Our results indicated the detrimental effects of PM2.5 on ABI reduction, reflecting the impacts of air pollution on peripheral atherosclerosis. In the early studies in Europe and the USA, no association was observed between PM2.5 and ABI, possibly due to the limited number of studies46). However, a cross-sectional study reported significant associations between long-term PM exposure and ABI reduction in the general population, which is consistent with our results19). Furthermore, previous studies have been supported by the positive correlation between air pollution and the prevalence and progression of atherosclerosis in other vessel beds, such as carotid intima-media thickness43, 47), coronary calcification47), and thoracic aortic calcification48). Notably, a recent study demonstrated that vascular dysfunction associated with short-term environmental PM exposure may be exacerbated in glucose-metabolizing populations44), which may partly explain the underlying effect of abnormal metabolism on peripheral arterial disease.
This study also showed the effects of exposure to PM2.5 constituents on elevated baPWV and reduced ABI in participants with metabolic disorders. Among them, BC and NH4+ exerted significant effects on arterial stiffness and peripheral atherosclerosis. Existing relevant research on the relationship between BC and other indicators of vascular damage or other diseases may support our finding43, 49). Furthermore, a nationwide multicenter study in China suggested that NH4+ in PM2.5 is the main cause of the association with the increasing risk of blood pressure and fasting glucose level, which may partly explain the underlying mechanisms for the PM2.5 constituents in atherosclerosis50).
We also found that OM might exert a positive effect on the development of peripheral atherosclerosis. The formation of OM in the particulate phase was mainly caused by the emission of volatile organic compounds51, 52). Previous study demonstrated that the removal of organic matters from PM2.5 mass significantly reduced the cardiovascular toxic effects of ambient air pollution exposure53). The potential mechanism between the PM2.5 components and atherosclerosis still need further study.
We found that BC contributed the most to the elevated baPWV and that NO3− was strongly associated with reduced ABI. Elevated baPWV indicates increased arterial stiffness in the large vessel4, 5), whereas reduced ABI indicates peripheral arterial disease due to conditions causing arterial narrowing, indicating more advanced atherosclerosis compared with increased arterial stiffness at an early stage6-8). The different constituents of PM2.5 associated with baPWV and ABI may indicate the different mechanisms underlying BC- and NO3−-mediated vascular damages. The possible mechanisms of increased arterial stiffness caused by BC are autonomic nervous system disorders, oxidative stress, and inflammation as well as free radicals that reduce nitric oxide and increase vasoconstrictors, such as angiotensin, endothelin, and prostaglandins, which exacerbate arterial stiffness54, 55). BC was found to have a lesser effect on endothelial function impairment55). Contrarily, the mechanisms of increased atherosclerosis are caused by NO3− mainly through pathways such as oxidative stress and inflammatory response, which leads to leukocyte migration, infiltration, and arterial foam cell formation, resulting in endothelial cell damage56).

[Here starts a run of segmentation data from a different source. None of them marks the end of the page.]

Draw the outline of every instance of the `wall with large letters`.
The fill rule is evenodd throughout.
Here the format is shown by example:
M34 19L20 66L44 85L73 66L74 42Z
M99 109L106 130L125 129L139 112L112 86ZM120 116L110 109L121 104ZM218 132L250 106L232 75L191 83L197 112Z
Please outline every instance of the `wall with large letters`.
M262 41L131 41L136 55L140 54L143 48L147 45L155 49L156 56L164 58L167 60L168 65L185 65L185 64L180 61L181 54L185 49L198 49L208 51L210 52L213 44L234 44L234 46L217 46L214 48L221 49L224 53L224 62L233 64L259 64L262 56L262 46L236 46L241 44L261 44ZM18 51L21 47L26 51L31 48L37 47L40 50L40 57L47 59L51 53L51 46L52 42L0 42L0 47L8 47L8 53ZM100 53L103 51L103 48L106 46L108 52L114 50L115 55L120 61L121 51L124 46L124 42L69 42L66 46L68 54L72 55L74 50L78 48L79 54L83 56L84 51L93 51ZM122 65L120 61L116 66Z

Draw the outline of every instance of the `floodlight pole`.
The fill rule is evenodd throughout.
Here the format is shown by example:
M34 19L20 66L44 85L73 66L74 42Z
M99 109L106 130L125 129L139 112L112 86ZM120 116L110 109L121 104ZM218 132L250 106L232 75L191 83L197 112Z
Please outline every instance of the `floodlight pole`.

The potential biological mechanisms linked to the effect of fine PM and vascular injury in participants with metabolic disorder are accountable. Some studies indicated that PM pollutants might cause circadian rhythm disturbances, leading to abnormal liver lipid metabolism57). Furthermore, several studies have demonstrated that air pollutant-mediated alterations in autonomic homeostasis can further exacerbate systemic insulin resistance through the sympathetic nervous system over activity, which can further contribute to the development of diabetes58). In particular, elevated blood pressure may force endothelial cells and arterial smooth muscle cells to accelerate vascular damage59). Hyperglycemia also induces massive changes in the cellular level of vascular tissue, which may accelerate the atherosclerotic process60). Hence, the combination of metabolic disorders and fine PM may accelerate vascular injury.
The present study included a large population. When analyzing the effects of PM2.5 and its constituents on vascular injury, we adjusted for various potential vascular injury confounding factors. Furthermore, the sensitivity analysis showed consistent results. However, several limitations of the study should be considered. First, this is a cross-sectional design, which does not allow for the interpretation of causality between the PM2.5 components and vascular injury. Second, we only used baPWV and ABI as the vascular injury indices. Carotid-femoral PWV is usually considered the gold standard for the measurement of central arterial stiffness61). Future studies are needed to elucidate the effects on central arterial stiffness. Third, health examinations were often sponsored by employers. Health check-up centers are usually located nearby institutions or companies. Therefore, the concentration of air pollution was estimated based on the address of the health check-up centers, representing the air condition at the addresses. Finally, some potential confounding factors, including individual income status and in-house environment, should have been considered due to the lack of relevant data.
Conclusions
This large multicenter study demonstrated a positive association between long-term exposure to PM2.5 and its constituents and vascular injury in a population with metabolic disorders in China. BC contributed more to vascular injury risk than the other PM2.5 constituents. The heterogeneous contribution of different PM2.5 constituents to vessel bed damage is worthy of attention when developing targeted preventive strategies.
Author Contributions
In our research, L.L. and H.H. designed the study, collected and analyzed data, wrote the manuscript, and substantively revised it. F.L., T.S., Z.C., K. Q., M.L., and Y.H. performed the statistical analysis and interpreted data. X.H. and X.Z. wrote codes for data analysis. P.Z., X.-J.Z., Z.-G.S., J.C., and S.Y. reviewed and checked the data. P.J. and H.L. contributed equally to the project design, manuscript editing, and research supervision. We confirm that the work has never been published previously. The manuscript is an original work and is not being considered for publication elsewhere.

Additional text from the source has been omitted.